DW: Packet targets the millennial IT buyer. What is the persona of the millennial IT buyer and how do they go about making these types of decisions when it comes to infrastructure?
ZS: Although I’m officially a few years older than the millennial generation, I’m close enough to peek through the lens a bit. We see the fast-growing millennial IT buyer as an elite group of technologists who are curious, worldly and not interested in operating things “the old way” – everything is or should be automated. They are often solving big problems, and demand a level of powerful convenience — empowerment — at the lowest layers of the stack, including hardware, data centers, and networks.
As a generation that grew up with consumerized technology at their fingertips (from iPhones to Amazon Web Services API’s), they have a high bar for the experience of leveraging infrastructure.

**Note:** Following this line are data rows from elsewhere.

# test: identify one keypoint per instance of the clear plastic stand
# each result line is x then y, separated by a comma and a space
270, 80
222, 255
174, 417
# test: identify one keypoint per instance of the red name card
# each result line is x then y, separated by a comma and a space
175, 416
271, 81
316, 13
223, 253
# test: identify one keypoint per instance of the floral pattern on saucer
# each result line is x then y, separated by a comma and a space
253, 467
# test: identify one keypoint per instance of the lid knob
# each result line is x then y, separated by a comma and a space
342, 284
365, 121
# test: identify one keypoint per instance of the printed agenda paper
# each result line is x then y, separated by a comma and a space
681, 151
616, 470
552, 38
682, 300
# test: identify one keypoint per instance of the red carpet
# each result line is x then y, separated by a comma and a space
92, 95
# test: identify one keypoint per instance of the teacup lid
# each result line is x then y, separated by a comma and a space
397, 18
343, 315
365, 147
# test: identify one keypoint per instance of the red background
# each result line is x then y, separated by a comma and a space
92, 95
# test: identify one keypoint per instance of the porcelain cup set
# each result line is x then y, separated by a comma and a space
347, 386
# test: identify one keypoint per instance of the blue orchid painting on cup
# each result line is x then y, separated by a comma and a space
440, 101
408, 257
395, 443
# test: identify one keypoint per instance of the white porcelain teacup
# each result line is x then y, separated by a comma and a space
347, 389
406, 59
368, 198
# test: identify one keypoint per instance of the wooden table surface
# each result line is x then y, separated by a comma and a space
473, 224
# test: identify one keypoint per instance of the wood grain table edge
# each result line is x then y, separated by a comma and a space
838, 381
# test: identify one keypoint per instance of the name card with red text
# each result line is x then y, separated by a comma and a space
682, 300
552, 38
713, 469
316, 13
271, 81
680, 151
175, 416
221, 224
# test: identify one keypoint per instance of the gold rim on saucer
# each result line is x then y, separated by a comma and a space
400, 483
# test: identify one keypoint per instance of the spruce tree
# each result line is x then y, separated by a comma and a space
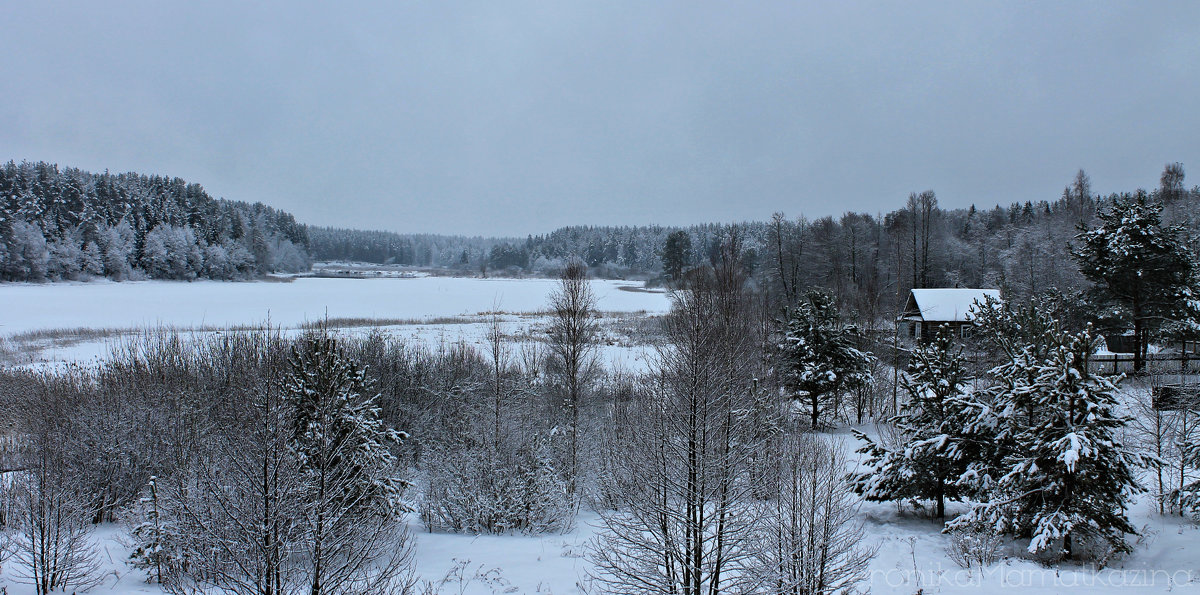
819, 358
937, 449
353, 496
1140, 266
1065, 472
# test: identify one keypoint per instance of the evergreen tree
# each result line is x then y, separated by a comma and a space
1139, 265
819, 358
934, 421
353, 497
676, 254
1065, 472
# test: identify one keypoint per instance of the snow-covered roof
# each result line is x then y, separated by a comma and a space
945, 305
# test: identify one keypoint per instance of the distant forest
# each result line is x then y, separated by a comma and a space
69, 223
868, 260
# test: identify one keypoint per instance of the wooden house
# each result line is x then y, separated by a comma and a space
928, 310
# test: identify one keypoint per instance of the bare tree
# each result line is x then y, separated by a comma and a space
687, 524
573, 342
54, 548
811, 541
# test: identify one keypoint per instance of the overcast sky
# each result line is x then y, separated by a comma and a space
504, 118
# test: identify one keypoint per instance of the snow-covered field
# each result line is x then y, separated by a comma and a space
54, 323
37, 306
911, 554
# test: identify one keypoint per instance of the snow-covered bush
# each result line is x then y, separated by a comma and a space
975, 547
480, 490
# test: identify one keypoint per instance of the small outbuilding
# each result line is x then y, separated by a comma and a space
931, 308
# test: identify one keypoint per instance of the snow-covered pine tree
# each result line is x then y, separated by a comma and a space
352, 539
819, 355
1139, 264
1066, 473
933, 422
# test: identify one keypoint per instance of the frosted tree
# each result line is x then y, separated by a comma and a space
352, 498
153, 548
1187, 496
27, 256
811, 539
1140, 265
573, 343
117, 244
819, 358
1065, 475
934, 424
687, 524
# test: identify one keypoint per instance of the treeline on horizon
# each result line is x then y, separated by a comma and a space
70, 223
869, 262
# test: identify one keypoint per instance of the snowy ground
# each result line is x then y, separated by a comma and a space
911, 554
57, 323
105, 305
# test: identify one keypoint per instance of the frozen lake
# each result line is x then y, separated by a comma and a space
28, 306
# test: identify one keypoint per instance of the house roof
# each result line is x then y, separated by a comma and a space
945, 305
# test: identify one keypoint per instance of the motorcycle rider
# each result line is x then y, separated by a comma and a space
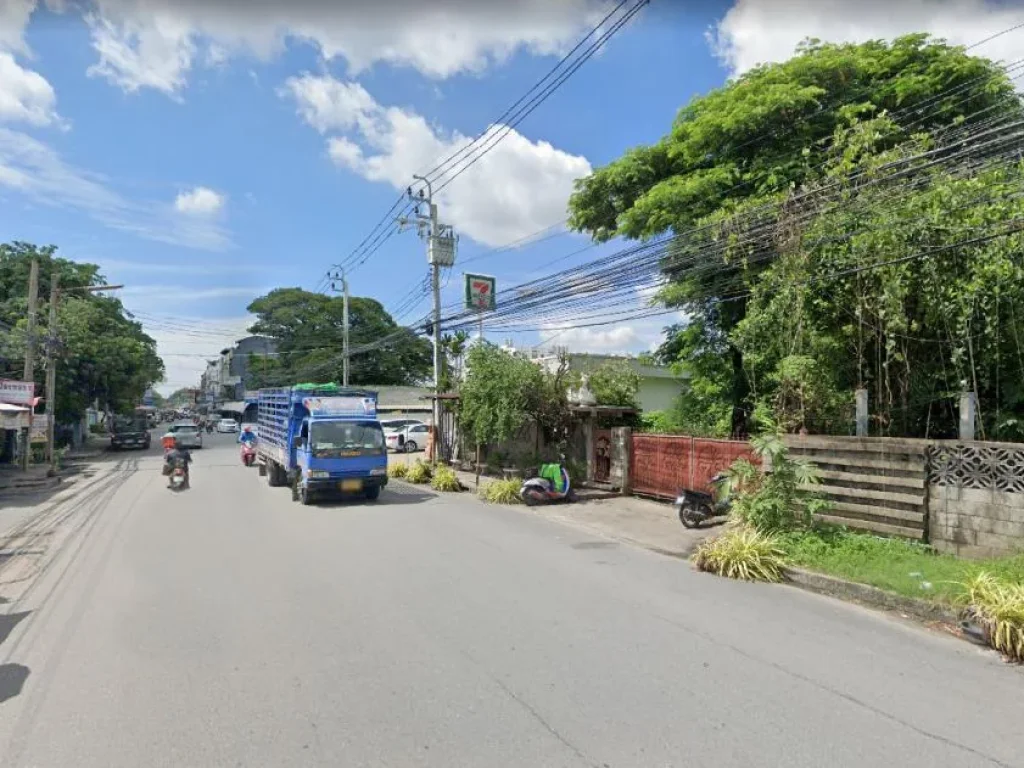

Where we may differ from other clouds is that we understand the Millennial IT buyer as hungry to innovate through the entire stack — from CPU’s to accelerators to new runtimes or operating systems.
DW: What kind of transition is the IT space experiencing when it wants to maintain some of the traditional buying models but also wants to prepare for the buyers of the future?
ZS: Aside from the disruption of the cloud (which is increasingly dominant in IT), we see the most change in the OEM space. Enterprises are now trying, buying and operating technology at a different pace — and many have pure “cloud first” strategies where they want their vendors to operate everything for them. This, combined with the trend towards a more distributed or regional computer footprint, is putting huge pressure on the traditional OEM model to keep up.
DW: Packet launched an initiative called the Edge Access Program which allows for billions of people to be connected to devices and locations in a cost-effective manner. Can you share a little more about that?
ZS: We believe that the next big wave of innovation will feature specialized infrastructure that is highly distributed in order to deliver immersive experiences to billions of people. Alongside 5G and other technologies, this trend is forcing a fundamental reshaping of the internet and enabling new use cases from AI-powered medical diagnosing and smart retail to VR gaming and self-driving cars. Our Edge Access Program, which provides bare metal compute at the network edge in minutes, is all about inviting developers to innovate and create these new experiences.
DW: What is Packet looking out for in the near future when it comes to automating and simplifying infrastructure?
ZS: A major topic on our minds is the security of the hardware, and how we help to make that possible even at an edge data center next to a football stadium parking lot (hint: there are no armed guards or retina scanners at a true edge facility). We need to help our customers move to a “zero trust” mindset that extends beyond the software they use, to the physical hardware and even the datacenter.